The need to protect the White House, the Pentagon and both major political parties from greater Iraq fallout explains much of the blame being dumped on Iraqi Prime Minister Nouri al-Maliki at this late date — even though his deficiencies and close links to Iran and Syria were clearly visible when the administration helped install him in the job in 2006.

That sounds about right, though I suspect the problem runs much deeper. There have been three post-war Iraqi Prime Ministers (though under different degrees of sovereignty and foreign rule): Allawi, Jafaari and Maliki. Do we really believe the problem here is Maliki? We’ve just got the wrong technocrat? The man lacks true leadership stature?

Judged from the outside at least it looks clear that the problem is the fractured nature of the Iraqi state, if you can even call it a state. No mystery here — all the basic divisions we hear about. And his government exists at the sufferance of factional leaders who see his generally impotent administration as a convenient holding pattern under which to secure or expand their own control over regions of the country or sectors of the population.

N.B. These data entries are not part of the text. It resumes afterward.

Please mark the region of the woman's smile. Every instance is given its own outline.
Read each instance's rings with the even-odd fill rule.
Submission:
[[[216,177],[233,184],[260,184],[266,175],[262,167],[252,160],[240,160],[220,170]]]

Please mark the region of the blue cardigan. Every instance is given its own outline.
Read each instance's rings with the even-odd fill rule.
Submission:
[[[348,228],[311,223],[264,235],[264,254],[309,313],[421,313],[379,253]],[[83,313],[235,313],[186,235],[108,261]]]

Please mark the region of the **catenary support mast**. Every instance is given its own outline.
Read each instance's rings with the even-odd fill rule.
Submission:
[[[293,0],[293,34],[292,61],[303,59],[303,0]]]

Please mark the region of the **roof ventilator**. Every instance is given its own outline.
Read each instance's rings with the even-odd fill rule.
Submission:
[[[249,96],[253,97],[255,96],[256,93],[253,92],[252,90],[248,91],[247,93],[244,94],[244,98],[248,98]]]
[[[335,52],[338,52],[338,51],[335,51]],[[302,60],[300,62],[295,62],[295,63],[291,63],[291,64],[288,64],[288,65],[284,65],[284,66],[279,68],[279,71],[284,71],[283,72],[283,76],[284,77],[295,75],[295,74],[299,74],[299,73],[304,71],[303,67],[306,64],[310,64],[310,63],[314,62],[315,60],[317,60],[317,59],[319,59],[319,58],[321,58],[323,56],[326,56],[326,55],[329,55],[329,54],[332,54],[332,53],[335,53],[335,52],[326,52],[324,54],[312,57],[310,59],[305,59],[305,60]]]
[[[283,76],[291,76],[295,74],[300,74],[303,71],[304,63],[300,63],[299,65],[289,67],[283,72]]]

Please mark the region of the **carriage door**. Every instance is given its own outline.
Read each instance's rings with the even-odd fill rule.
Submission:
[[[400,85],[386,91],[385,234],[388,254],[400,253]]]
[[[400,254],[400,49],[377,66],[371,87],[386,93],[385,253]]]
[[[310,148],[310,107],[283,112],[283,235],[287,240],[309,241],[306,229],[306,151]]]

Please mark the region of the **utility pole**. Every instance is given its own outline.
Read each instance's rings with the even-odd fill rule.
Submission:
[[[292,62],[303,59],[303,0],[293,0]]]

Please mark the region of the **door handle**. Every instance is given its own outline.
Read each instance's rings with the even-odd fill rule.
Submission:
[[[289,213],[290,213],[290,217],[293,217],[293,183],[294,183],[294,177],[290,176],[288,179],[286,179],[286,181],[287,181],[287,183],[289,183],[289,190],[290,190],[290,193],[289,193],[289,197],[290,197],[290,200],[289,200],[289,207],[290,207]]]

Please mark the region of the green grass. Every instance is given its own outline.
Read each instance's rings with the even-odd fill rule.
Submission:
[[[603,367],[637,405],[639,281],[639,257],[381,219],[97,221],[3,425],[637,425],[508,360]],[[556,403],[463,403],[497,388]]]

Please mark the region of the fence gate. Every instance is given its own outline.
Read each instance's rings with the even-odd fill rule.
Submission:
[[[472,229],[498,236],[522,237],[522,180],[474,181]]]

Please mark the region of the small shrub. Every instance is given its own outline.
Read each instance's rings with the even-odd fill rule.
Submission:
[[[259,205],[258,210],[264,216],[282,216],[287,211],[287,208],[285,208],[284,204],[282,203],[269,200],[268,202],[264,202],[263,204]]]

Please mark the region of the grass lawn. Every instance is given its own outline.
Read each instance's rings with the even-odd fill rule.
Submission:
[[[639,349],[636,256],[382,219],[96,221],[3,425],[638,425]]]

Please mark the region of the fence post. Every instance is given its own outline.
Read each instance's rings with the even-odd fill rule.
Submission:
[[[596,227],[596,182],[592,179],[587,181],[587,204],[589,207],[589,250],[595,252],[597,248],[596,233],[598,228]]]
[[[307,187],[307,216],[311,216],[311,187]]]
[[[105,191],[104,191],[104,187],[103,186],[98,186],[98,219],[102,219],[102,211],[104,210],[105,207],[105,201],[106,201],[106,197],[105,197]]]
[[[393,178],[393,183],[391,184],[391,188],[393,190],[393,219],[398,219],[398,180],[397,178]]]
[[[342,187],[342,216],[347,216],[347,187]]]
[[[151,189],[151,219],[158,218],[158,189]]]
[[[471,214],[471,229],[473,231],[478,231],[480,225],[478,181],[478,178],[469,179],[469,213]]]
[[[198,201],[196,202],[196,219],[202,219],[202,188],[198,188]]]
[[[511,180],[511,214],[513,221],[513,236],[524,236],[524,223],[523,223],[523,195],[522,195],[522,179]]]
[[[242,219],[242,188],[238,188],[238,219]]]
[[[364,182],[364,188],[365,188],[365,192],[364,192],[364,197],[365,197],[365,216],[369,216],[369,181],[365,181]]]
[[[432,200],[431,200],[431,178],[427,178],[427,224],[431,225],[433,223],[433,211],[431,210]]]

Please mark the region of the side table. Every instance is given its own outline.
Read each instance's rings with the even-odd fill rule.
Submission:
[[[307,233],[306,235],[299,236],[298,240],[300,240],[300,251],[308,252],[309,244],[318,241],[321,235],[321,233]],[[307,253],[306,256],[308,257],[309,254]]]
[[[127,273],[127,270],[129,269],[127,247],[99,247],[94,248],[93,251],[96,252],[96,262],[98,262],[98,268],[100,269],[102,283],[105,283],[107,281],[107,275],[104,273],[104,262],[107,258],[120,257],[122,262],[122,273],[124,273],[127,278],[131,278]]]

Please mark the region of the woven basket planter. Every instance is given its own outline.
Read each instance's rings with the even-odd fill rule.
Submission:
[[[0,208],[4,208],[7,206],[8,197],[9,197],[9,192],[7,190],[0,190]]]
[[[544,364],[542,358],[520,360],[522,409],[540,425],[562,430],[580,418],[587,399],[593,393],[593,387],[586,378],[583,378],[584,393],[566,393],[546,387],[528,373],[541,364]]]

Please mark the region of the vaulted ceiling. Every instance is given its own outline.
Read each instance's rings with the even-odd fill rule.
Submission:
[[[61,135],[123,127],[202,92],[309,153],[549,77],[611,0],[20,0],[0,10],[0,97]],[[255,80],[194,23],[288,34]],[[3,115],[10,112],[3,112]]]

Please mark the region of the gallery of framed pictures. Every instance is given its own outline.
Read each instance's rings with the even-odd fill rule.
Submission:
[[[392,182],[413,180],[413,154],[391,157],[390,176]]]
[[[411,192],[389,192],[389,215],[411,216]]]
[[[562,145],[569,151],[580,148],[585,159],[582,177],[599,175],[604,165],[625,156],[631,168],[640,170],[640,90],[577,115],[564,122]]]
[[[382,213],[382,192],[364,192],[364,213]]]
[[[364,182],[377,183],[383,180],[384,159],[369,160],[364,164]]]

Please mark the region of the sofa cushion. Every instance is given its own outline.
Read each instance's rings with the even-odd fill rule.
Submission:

Along these lines let me give in and quote three of Hoagland’s paragraphs. By using his Vietnam analogy …

Bush has called attention to the elephant that will be sitting in the room when his administration makes its politically vital report on Iraq to the nation next month. For Americans, the most important comparison will be this one: As Vietnam did, Iraq has become a failure even on its own terms — whatever those terms are at any given moment.

That is, the administration has constantly shifted its goals in Iraq to avoid accepting failure and blame — only to see the new goals drift beyond reach each time. Liberation of Iraqis became occupation by Americans, democracy became an unattainable centralized “national unity” government and this year’s military surge has become a device for achieving political reconciliation among people who do not want to reconcile.

Bush’s appeal to Americans to turn away from “the allure of retreat” centered on the indisputably horrific consequences for the people of Vietnam and Cambodia of defeat in 1975. But his analogy also summons the historical reality that U.S. involvement in Indochina became untenable when that engagement itself became a threat to America’s social fabric and national cohesion — and then to the very institutions that had responsibility for the war, the U.S. military and intelligence services, as well as the presidency and Congress.

And here I think we get back to the root of the matter: We are bigger than Iraq.

By that I do not mean we, as America, are bigger or better than Iraq as a country. I mean that that sum of our national existence is not bound up in what happens there. The country will go on. Whatever happens, we’ll recover from it. And whatever might happen, there are things that matter much more to this country’s future — like whether we have a functioning military any more, whether our economy is wrecked, whether this country tears itself apart over this catastrophe. But we’ll go on and look back at this and judge what happened.

Not so for the president. For him, this is it. He’s not bigger than this. His entire legacy as president is bound up in Iraq. Which is another way of saying that his legacy is pretty clearly an irrecoverable shambles. That is why, as the folly of the enterprise becomes more clear, he must continually puff it up into more and more melodramatic and world-historical dimensions. A century long ideological struggle and the like. For the president a one in a thousand shot at some better outcome is well worth it, no matter what the cost. Because at least that’s a one in a thousand shot at not ending his presidency with the crushing verdict history now has in store. It’s also worth just letting things keep on going as they are forever because, like Micawber, something better might turn up. Going double or nothing by expanding the war into Iran might be worth it too for the same reason. For him, how can it get worse?

And when you boil all this down what it comes down to is that the president now has very different interests than the country he purports to lead.